Outros, sem querer, adivinham a paixão escondida

Depois de assistir a uma discussão entre Sérgio e Patrícia, Tiago comenta: «Vocês parecem um casal de ______».

Depois de a filha desmaiar, João da Cruz assinala, brincando, a sua exagerada ______ perante a ferida de Simão.

Pais são adjuvantes

Pai de Sérgio, representado por Nuno Markl, transporta mesa depois de convencer direção da Escola Secundária de Benfica de que se tratava de expediente para, mais tarde, melhorar o mobiliário do importante _______ de ensino.

João da Cruz, ao valorizar a filha relativamente às «fidalgas», ao dar-lhe o encargo de apoiar o enfermo, favorece proximidade de Mariana e Simão. Além disso, depois de assassinado o ferrador, é a ______ que vai ajudar Mariana a consagrar-se ao apoio a Simão.

As apaixonadas são como irmãs ou colegas, dedicam-se ao seu amor sem exigir reciprocidade

Coleção de cromos, despiques sobre gostos musicais ou sobre o Jornal do Incrível mostram que Patrícia aceita desempenhar esse papel de simples colega, companheira dos lazeres, ainda que vão surgindo «arrufos de ______».

É o próprio Simão que trata Mariana por «minha irmã», ao mesmo tempo que descarta qualquer outro tipo de relação («Pudesse eu ser o ______ de sua filha», diz ele para João da Cruz).

As duas apaixonadas ajudam as rivais

Patrícia vai ouvindo os projetos de Sérgio relativamente à loira desconhecida, disfarçando a contrariedade, troçando dele mas colaborando nos seus planos (cujo conhecimento servirá o seu propósito). É _____ de Sérgio acerca dos seus anseios quanto à putativa amante.

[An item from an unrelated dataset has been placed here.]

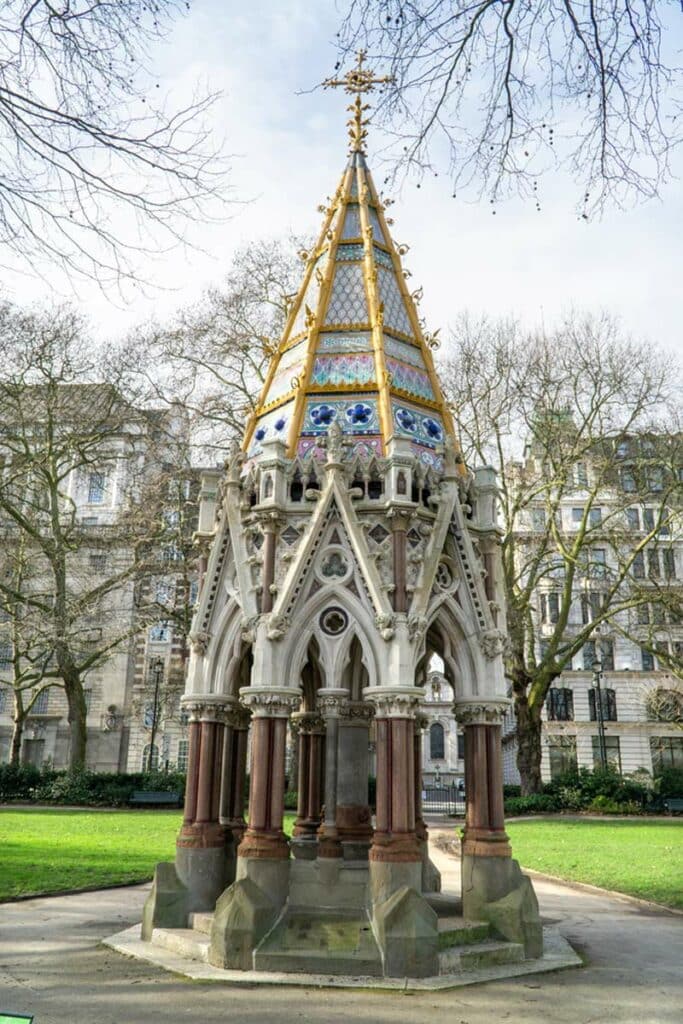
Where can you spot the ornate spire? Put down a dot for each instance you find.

Mariana apoia sempre Simão no amor por Teresa, por exemplo, levando e trazendo correspondência. O ciúme que sente não a leva a agir contra quem ama aquele que ela ama. É a _____ de Simão acerca do seu amor por Teresa.

Apaixonadas revelam tardiamente a sua paixão

Patrícia nada diz a Sérgio até ao dia das eleições; nessa altura aparece ela no encontro marcado, em vez da ______. Sérgio percebe finalmente os sentimentos de Patrícia, aceita a sua aproximação, parece esquecer a loira e acolhe bem a nova situação.

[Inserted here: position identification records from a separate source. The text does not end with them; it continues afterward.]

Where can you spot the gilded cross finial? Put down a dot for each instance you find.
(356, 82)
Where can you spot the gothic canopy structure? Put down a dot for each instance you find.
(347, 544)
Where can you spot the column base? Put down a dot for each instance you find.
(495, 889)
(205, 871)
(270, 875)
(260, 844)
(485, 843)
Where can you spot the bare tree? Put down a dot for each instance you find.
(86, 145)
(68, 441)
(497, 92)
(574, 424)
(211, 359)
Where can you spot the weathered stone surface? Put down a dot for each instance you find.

A partir de certa altura, Mariana assume que, mesmo sem ser a escolhida por Simão, quer estar sempre a seu lado. Simão percebe que ela o ama, quer ______ de alterar assim a vida por ele, mas nem por isso a impede de continuar a seu lado.

As apaixonadas acabam por ficar ao lado do seu herói

No dia das eleições e do encontro crucial, Patrícia cumpre o desejo de ______ Sérgio. O elemento masculino do par parece acomodar-se à situação sem mostrar demasiada surpresa.

No dia do lançamento do cadáver ao mar, Mariana cumpre o desejo de não _______ Simão. O elemento masculino do par parece acomodar-se à situação sem mostrar demasiada surpresa.

E, afinal, qual é o verdadeiro par romântico (no sentido de par de «heróis românticos») de 1986? Quem luta contra o que esperam deles, enfrentando o senso comum? Quem tem preocupações com a liberdade, a sua e a dos outros? Quem quebra barreiras sociais (ou, neste caso, de papel profissional)?

É o par{escolhe, circundando:} Marta-Tiago, Patrícia-Sérgio, Mariana-Gonçalo, Eduardo-Alice.